Il a eu le malheur de me montrer la porte, et de m'encourager à y aller. Mais je ne veux pas. J'ai beau me raisonner, me dire que, théoriquement, rien ne m'arrivera…j'y peux rien, j'ai la frousse. En fait, je me demande ce que je fais là. Je n'ai jamais voulu me retrouver ici, çà c'est clair. Un malheureux concours de circonstances ont fait que, de fil en aiguille je me retrouve ici. Toujours premier à l'école, pour faire plaisir à maman, puis premier au concours…

Certes, j'ai choisi de venir, mais je ne veux pas y aller, maintenant que je suis devant le fait accompli. Je veux rentrer maison. Oui, je suis un froussard, tout-à-fait madame, et j'assume.

Enfin, çà dépend des moments. Là, c'est évident, j'assume un peu moins que d'habitude.

Mais y a pas photo, personne ne voudrai réellement être à ma place.

"Allez y, tout le monde vous attend."

Oui mais non, tout compte fait, je préfère rester là. Allez y à ma place, vous vous en sortirez bien mieux que moi.
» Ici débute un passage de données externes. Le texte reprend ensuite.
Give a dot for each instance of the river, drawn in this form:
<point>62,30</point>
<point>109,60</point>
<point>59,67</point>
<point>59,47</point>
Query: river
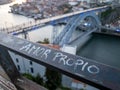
<point>102,48</point>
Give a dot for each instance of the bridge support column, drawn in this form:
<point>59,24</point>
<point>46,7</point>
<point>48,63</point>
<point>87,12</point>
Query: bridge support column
<point>8,65</point>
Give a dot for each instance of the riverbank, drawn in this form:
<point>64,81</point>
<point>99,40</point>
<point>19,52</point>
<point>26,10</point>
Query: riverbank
<point>5,1</point>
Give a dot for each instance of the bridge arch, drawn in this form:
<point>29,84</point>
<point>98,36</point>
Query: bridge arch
<point>89,18</point>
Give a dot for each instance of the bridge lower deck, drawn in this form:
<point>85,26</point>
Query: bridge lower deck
<point>102,48</point>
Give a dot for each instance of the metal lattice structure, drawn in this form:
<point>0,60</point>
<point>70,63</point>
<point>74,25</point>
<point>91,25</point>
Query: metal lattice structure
<point>88,71</point>
<point>89,18</point>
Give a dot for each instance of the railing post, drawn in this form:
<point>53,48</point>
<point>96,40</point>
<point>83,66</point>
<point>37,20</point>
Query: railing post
<point>8,65</point>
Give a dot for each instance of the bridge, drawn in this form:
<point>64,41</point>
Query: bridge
<point>97,74</point>
<point>52,20</point>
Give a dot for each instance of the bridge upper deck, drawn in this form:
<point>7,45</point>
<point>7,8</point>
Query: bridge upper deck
<point>38,23</point>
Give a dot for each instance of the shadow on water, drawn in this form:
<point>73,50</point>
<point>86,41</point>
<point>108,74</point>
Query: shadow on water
<point>102,48</point>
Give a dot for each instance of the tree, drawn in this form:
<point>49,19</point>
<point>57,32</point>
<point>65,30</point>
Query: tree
<point>53,79</point>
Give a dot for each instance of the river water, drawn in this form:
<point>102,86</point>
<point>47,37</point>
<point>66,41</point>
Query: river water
<point>102,48</point>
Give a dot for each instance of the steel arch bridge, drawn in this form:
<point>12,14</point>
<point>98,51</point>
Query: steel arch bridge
<point>88,21</point>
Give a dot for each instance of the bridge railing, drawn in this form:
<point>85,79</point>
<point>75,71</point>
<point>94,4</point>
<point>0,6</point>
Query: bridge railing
<point>88,71</point>
<point>47,20</point>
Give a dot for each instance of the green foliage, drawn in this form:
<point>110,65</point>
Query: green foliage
<point>53,79</point>
<point>65,88</point>
<point>29,76</point>
<point>106,13</point>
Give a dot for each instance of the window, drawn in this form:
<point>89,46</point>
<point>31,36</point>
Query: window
<point>17,60</point>
<point>31,62</point>
<point>32,70</point>
<point>18,67</point>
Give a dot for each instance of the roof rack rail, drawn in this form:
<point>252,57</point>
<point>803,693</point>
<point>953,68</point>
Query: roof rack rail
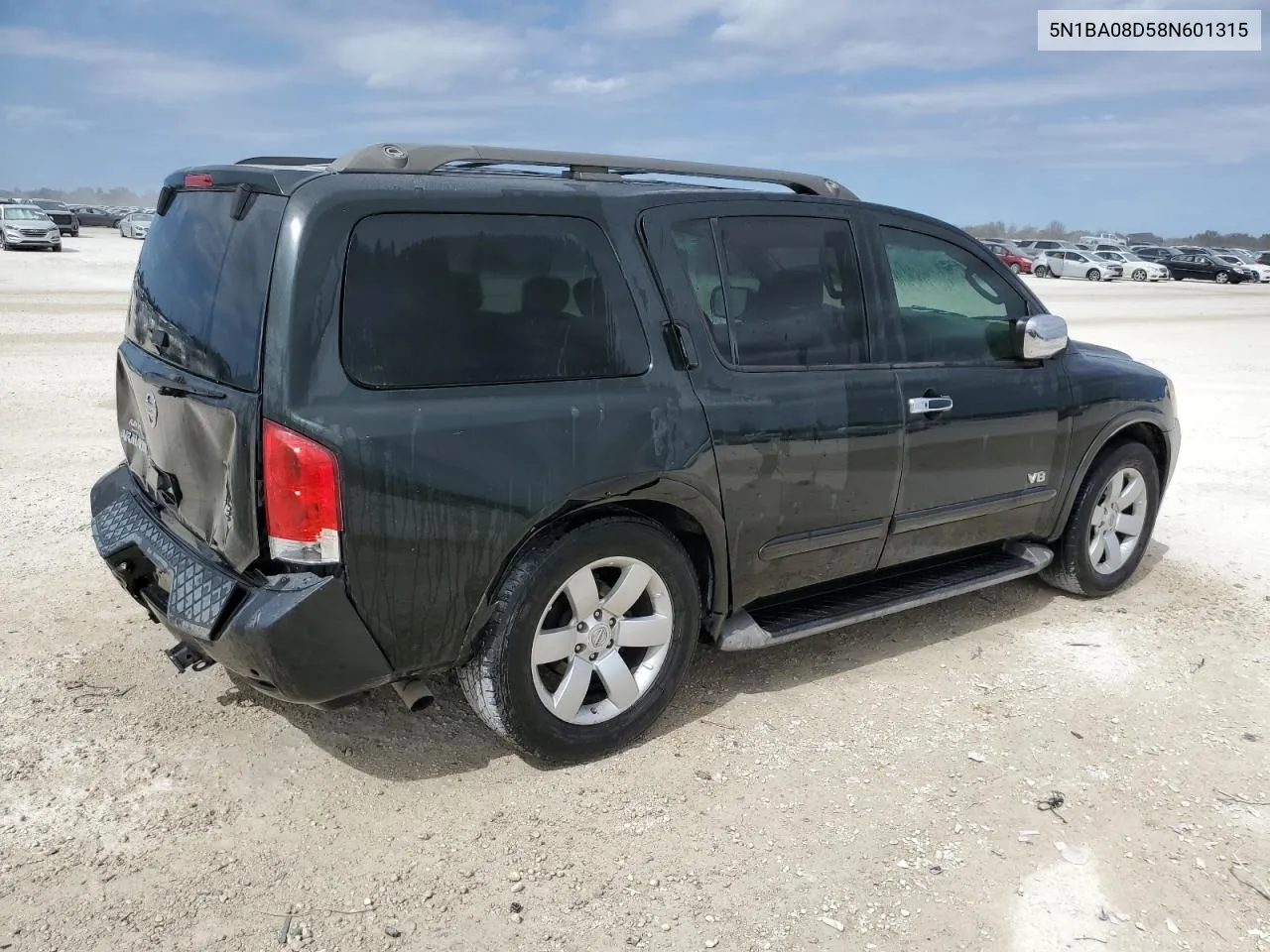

En plus j'ai peur des caméra.

Comment çà il faut que je me dépêche ?!

Si je veux ! Et puis d'abord c'est qui qui commande ici, hein ? C'est moi.

Et puis j'ai rien demandé moi, donnez cette tâche à quelqu'un d'autre, il s'en sortira bien mieux. Cependant, il n'a pas faux, je vais devoir y aller, si je ne veux pas fâcher maman, et le président, et mes compagnons.

Bon, la porte; C'est facile en fait, il suffit de penser à autre chose…c'est que du bonheur.

Aller, un petit pas pour l'homme mais un grand pas pour l'Humanité.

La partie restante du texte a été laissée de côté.